Data Engineering: Crop big raster files with Python and rasterio

Data Engineering: Crop big raster files with Python and rasterio

October 1, 2020

Prototyping of EO data processing and analysis scripts could be painful due to the size of images.

As a remote sensing specialist and a big fan of MacBook. I usually work in a coffe-house with my laptop and I must find a way to process data with limited RAM access. My laptop has 8 GB of memory. Typical Earth Observation product (image, classification map etc.) has a size of 1 GB. Someone could say that 8 GB is more than enough to read this file but processing it is a different piece of cake. It is possible to work with a big rasters when specialized software is used (QGIS). But when I’m working in Jupyter Notebook and I’m using numpy processing algorithms then RAM demand is close to my MacBook limit or exceeds it.
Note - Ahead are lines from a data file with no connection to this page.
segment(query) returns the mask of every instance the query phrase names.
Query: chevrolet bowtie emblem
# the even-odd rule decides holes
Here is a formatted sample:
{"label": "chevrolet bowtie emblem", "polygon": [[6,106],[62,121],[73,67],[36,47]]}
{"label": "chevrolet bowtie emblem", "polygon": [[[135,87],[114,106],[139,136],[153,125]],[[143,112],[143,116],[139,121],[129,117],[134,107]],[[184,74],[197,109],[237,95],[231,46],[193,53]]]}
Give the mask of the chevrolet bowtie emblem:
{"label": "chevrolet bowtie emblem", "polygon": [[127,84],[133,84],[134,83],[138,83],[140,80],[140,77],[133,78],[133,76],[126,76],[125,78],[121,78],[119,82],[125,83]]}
Fortunately there are two methods to overcome this problem. The first method is to read only part of an image.

The second method is to crop big image into smaller parts and store them for further processing. I’ve described it in this article.

Image cropping is very important for reproducibility of the processing piepline where, theoretically, we may validate every processing step. The major drawback of this method is a problem with a data storage. It is an exchange between RAM and the hard drive memory. MacBook’s hard drive memory volume is very small so I must use external drive to store remote sensed images but at the same time.

Cropping of georeferenced image may be performed with rasterio library. It is the must have Python tool of a remote sensing specialist. When you prototype machine learning systems where satellite imagery is analyzed then rasterio is a better choice than GDAL. (Ok, in practice it depends, some data formats are not well suited for rasterio… or rasterio is not well suited for them). We need two more libraries for our purpose: numpy (linear algebra and matrix operations) and matplotlib (data visualization).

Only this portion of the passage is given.